Name	Name	Last commit message	Last commit date
parent directory ..
prompts	prompts
README.md	README.md
analyse_results.py	analyse_results.py
batch_call.py	batch_call.py
config.py	config.py
gemini_client.py	gemini_client.py
generate_edit_instructions.py	generate_edit_instructions.py
generate_gold_images.py	generate_gold_images.py
generate_perturbations.py	generate_perturbations.py
parallel_call.py	parallel_call.py
parse_image_results.py	parse_image_results.py
parse_results.py	parse_results.py
prepare_image_requests.py	prepare_image_requests.py
prepare_requests.py	prepare_requests.py

T2I Perturbation Generation

Perturbation generation pipeline for the Text-to-Image (T2I) benchmark.
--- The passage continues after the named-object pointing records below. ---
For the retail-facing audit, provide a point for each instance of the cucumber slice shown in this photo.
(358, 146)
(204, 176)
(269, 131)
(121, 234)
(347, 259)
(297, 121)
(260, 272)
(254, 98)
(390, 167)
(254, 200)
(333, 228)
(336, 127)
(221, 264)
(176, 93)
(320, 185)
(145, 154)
The pipeline takes benchmark instances (text prompts), generates gold-standard images, then creates subtle adversarial visual perturbations guided by category-specific edit instructions. These perturbed images are used to test whether VLM-based evaluators can distinguish correct from subtly incorrect generated images.

Two-model architecture:

Image generation & editing: gemini-3-pro-image-preview
Edit instruction generation: gemini-3.1-pro-preview

Setup
Perturbation Taxonomy
Pipeline
Batch API Management
Configuration
Directory Structure

Setup

pip install google-genai Pillow requests
export GEMINI_API_KEY="your-api-key"

All commands below are run from the perturbations/ directory.

Perturbation Taxonomy

Category	Subcategory
Basic Skill	Object substitution, Element addition/omission, Attribute manipulation, Spatial manipulation, Scale distortion, Action constraint violation
Scene Context & Style	Partial scene rendering, Missing context, Style inconsistency, Environmental thematic conflict, Disorganized composition, Overcrowding
Reasoning	Logical causal contradiction, Physics manipulation, State transformation failure, Functional absurdity, Literalized idioms
Text Rendering	Typographical substitution, Incomplete rendering, Background misrendering, Mislabelled symbols/diagrams

Perturbation types and prompts are defined in prompts/. Category-to-subcategory mappings are in config.py.

Pipeline

Step 1: Generate gold images

python3 generate_gold_images.py \
    --data_dir   ../samples \
    --output_dir ../gold_images

Generates one PNG per instance in ../gold_images/.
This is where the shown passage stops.